The third Ginninderra smith was George Curran. Curran married Mary Ann Hatch, the niece of the original smith. George's younger brother, John Curran, became the blacksmith at Murrumbateman, which meant that the brothers dominated the blacksmithing trade between Murrumbateman and Ginninderra in the 1876-89 period. The Queanbeyan Age said ‘You can hear the notes, loud and clear, with all their variations, from the anvil of Mr George Curran’s blacksmith’s forge’. Curran hired two formal apprentices. One was his nephew, Harry Curran, whose father was Henry Joseph Curran, a prominent journalist with the Catholic papers in Goulburn, Boorowa and Sydney. In 1882 when fourteen-year-old Harry was orphaned, his uncles, Patrick Curran and Thomas Lodge, adopted his siblings, but Harry was sent to Ginninderra as an apprentice under George.

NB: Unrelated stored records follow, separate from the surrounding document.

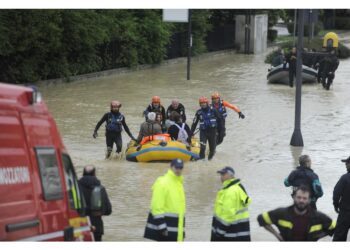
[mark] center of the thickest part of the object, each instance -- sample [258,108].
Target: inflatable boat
[280,74]
[161,148]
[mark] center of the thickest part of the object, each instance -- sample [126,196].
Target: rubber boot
[108,153]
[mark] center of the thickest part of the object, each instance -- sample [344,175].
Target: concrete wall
[258,33]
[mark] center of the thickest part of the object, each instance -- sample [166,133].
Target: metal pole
[297,138]
[295,26]
[189,44]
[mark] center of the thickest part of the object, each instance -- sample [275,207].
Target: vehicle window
[74,194]
[49,173]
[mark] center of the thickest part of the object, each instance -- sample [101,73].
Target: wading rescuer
[231,216]
[210,124]
[341,202]
[304,175]
[166,220]
[157,108]
[298,222]
[96,198]
[115,121]
[221,105]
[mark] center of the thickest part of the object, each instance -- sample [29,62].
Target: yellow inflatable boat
[160,150]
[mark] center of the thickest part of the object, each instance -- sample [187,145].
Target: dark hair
[175,116]
[302,188]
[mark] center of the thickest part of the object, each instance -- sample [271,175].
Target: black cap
[346,160]
[177,163]
[226,170]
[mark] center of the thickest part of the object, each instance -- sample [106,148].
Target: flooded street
[256,147]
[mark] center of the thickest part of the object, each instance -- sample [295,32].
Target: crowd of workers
[211,118]
[300,221]
[325,63]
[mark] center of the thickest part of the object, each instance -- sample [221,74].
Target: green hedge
[317,29]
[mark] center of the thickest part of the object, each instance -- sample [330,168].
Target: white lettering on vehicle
[14,175]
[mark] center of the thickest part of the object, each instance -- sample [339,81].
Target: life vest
[221,109]
[182,135]
[207,119]
[160,137]
[114,122]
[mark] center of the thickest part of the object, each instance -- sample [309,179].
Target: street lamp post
[297,138]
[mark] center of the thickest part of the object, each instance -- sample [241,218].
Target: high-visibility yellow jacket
[231,216]
[168,207]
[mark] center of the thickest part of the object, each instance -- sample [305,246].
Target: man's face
[203,105]
[301,200]
[115,108]
[225,177]
[177,171]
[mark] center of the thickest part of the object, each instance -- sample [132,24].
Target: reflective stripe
[232,223]
[284,223]
[234,235]
[242,211]
[156,227]
[219,231]
[55,235]
[172,229]
[332,226]
[315,228]
[267,218]
[173,215]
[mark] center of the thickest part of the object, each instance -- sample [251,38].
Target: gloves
[240,115]
[95,134]
[336,209]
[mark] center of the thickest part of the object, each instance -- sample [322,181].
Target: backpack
[96,199]
[182,135]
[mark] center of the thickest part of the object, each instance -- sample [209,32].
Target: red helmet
[215,95]
[116,104]
[155,99]
[203,99]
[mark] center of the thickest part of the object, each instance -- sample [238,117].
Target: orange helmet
[155,99]
[116,104]
[203,99]
[215,95]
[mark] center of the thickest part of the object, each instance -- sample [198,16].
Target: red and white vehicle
[40,199]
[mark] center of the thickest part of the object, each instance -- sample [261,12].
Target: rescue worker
[291,59]
[166,220]
[156,107]
[231,216]
[328,65]
[298,222]
[341,202]
[179,131]
[304,175]
[178,107]
[210,123]
[149,127]
[115,121]
[221,105]
[87,183]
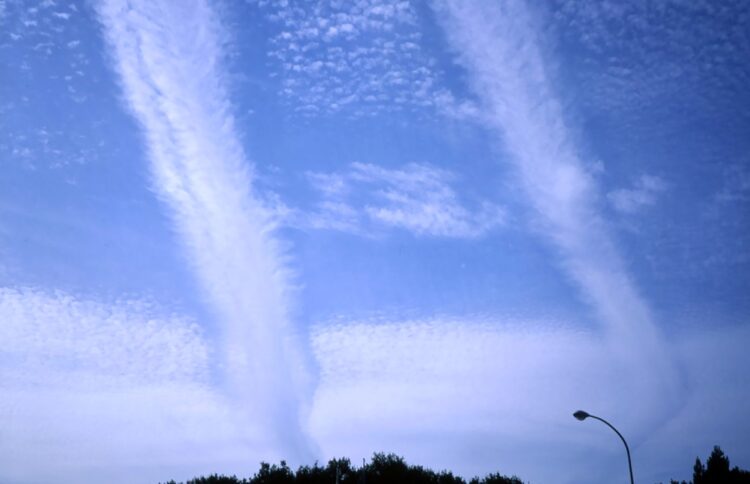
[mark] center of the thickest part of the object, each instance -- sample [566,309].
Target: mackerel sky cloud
[244,231]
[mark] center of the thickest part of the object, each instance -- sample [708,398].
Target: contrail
[168,55]
[498,45]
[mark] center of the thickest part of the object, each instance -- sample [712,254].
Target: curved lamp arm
[581,415]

When the Currans left Ginninderra to set up shop in Bungendore in 1889, another short-term smith arrived at Ginninderra. This was Alexander Warwick. Through his wife, he was related to the Hatch and Curran families. Helping him in the blacksmithing business was Augustus Helmund, the son of a German sign writer from Queanbeyan. Warwick had come from Braidwood, where his father had combined blacksmithing and work as a teamster before buying the Canberra blacksmith's shop, (near St John's, Reid) which doubled up as the local post office. It seemed like a good business move for the son to take over at Ginninderra and, between them, the Warwicks hoped to dominate the district's business north of the Molonglo River. But Warwick's span as the Ginninderra smith ended in March 1891. Like McAuliffe, he was also declared bankrupt. No handover had been arranged, which meant that the smithy was vacant. Harry Curran seized the opportunity, left his uncle George at Bungendore, and took over the workshop at Ginninderra a few months later in his own right.

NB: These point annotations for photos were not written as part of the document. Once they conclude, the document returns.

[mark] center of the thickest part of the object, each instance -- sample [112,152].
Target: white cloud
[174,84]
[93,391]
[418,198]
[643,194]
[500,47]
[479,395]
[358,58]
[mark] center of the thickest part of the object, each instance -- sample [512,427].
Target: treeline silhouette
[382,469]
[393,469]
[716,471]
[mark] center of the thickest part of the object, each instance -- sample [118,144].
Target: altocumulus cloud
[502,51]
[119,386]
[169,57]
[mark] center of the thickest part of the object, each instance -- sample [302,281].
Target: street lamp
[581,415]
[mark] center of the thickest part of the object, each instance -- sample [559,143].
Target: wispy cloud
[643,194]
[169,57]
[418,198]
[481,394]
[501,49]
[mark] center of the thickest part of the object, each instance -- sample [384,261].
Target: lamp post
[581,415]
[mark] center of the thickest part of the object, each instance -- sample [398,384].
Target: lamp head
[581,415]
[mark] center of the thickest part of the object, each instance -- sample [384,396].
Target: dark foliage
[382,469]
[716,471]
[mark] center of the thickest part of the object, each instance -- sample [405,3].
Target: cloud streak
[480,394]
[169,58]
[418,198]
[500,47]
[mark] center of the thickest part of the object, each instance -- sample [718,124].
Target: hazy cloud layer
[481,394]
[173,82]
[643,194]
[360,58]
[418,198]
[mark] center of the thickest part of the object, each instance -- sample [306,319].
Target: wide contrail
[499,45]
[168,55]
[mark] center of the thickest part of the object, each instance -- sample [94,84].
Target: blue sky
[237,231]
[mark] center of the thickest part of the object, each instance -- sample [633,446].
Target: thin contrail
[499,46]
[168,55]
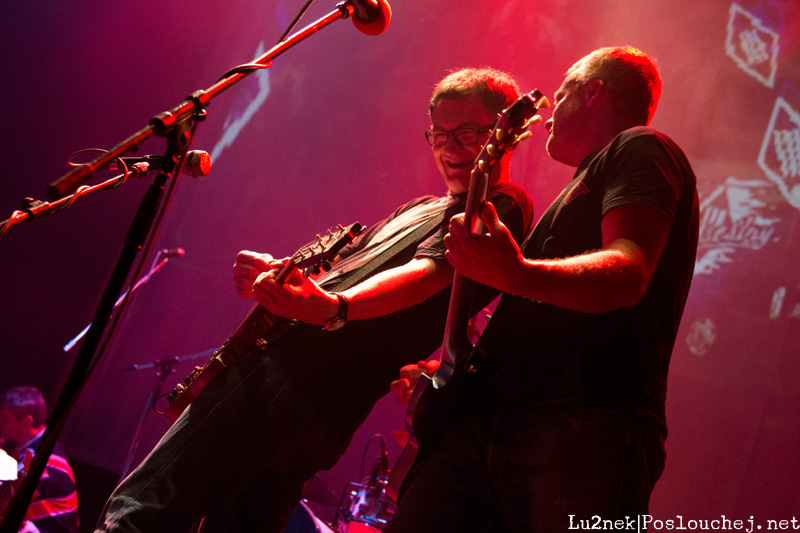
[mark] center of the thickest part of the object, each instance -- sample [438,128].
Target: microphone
[380,471]
[172,252]
[371,16]
[196,164]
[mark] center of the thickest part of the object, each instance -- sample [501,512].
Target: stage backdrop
[332,133]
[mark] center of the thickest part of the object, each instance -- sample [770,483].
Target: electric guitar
[427,424]
[260,326]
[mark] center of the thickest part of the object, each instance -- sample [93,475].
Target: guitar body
[259,326]
[439,403]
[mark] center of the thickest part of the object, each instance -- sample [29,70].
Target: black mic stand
[166,367]
[174,125]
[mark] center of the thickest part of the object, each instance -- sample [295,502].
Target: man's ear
[595,89]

Curran married local, Agnes Gribble. He ran the workshop in partnership with her brother, the talented sportsman, George Gribble. But Curran's return as blacksmith in 1891 was not without incident. Ginninderra was in decline and a rival smithy opened up in nearby Hall village in the 1890s. In 1893, Curran found himself indirectly involved in a criminal case brought against his brother-in-law, who was charged with stealing seed corn from John Southwell, and hiding it in the blacksmith's shop. Gribble was acquitted. Matters improved and, by the late 1890s, the Currans had built a weatherboard home about 100m east of the workshop.

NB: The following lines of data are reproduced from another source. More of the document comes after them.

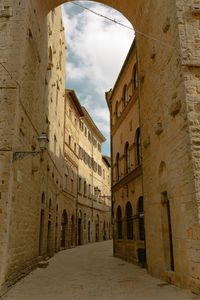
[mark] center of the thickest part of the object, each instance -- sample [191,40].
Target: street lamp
[43,141]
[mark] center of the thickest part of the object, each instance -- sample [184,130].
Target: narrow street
[90,272]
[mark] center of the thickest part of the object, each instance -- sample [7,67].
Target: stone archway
[168,61]
[64,231]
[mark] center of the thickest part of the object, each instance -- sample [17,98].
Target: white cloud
[96,51]
[99,47]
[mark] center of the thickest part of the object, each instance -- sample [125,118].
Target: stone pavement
[91,273]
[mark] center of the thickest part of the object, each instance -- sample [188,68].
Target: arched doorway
[64,229]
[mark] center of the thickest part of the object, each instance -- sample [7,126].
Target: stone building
[167,34]
[126,156]
[38,191]
[91,174]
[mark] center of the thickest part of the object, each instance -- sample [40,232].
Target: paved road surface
[91,273]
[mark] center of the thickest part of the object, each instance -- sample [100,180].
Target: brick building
[127,191]
[91,175]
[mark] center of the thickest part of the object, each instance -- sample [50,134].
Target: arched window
[63,234]
[135,77]
[137,147]
[117,167]
[119,222]
[140,211]
[50,59]
[129,221]
[127,158]
[126,94]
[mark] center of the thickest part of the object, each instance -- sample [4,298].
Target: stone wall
[168,56]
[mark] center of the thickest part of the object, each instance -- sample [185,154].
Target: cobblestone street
[90,273]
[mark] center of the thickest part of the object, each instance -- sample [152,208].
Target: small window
[85,188]
[129,221]
[135,77]
[119,222]
[80,184]
[72,185]
[66,181]
[127,158]
[70,140]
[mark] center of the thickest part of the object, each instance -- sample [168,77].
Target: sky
[96,50]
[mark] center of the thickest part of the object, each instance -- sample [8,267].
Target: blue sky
[96,50]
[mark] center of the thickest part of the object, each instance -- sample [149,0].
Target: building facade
[83,141]
[39,191]
[128,214]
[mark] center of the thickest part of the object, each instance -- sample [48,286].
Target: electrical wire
[127,27]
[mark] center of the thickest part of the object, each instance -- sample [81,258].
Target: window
[43,198]
[70,140]
[85,131]
[117,167]
[72,185]
[81,125]
[84,221]
[137,147]
[89,136]
[117,110]
[129,221]
[66,181]
[80,184]
[99,170]
[85,188]
[99,147]
[52,15]
[70,114]
[50,59]
[55,144]
[126,94]
[140,211]
[127,158]
[94,142]
[50,204]
[89,190]
[135,77]
[119,222]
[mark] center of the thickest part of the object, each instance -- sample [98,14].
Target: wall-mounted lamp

==The last years of its operation==
In 1905, the smithy and other buildings in Ginninderra village were threatened by a major bushfire, which swept across from Wallaroo. The newspapers, at the time, reported that it had been a close thing. The blacksmith's shop remained the focus for what was left of Ginninderra village in the twentieth century. The Ginninderra smithy was even used as a polling booth in the 1907 election.

In 1923, artist, Eirene Mort, when compiling a collection of works on the Canberra district, visited the workshop and made a pencil sketch of Curran at work at his anvil. Her drawing is now part of the collection of the National Library of Australia and is on loan to the Canberra Museum and Gallery’s permanent display, which also features Curran’s smaller anvil and swage block. In February 1954, when Elizabeth II visited Canberra, Curran was one of seven elderly ‘pioneers’ invited to meet the royal party. Lionel Wigmore recorded that, when he was introduced to Philip, Duke of Edinburgh, who remarked, ‘you must have worked very hard’, Harry Curran's dry reply was, ‘Too right I did!’. Just two years later, Curran, the last professional blacksmith of the ACT, died. His blacksmith journal is part of the collection of the Hall School Museum and Heritage Centre. The blacksmith's shop is fenced off on the Barton Highway. Access is managed through the ACT Government.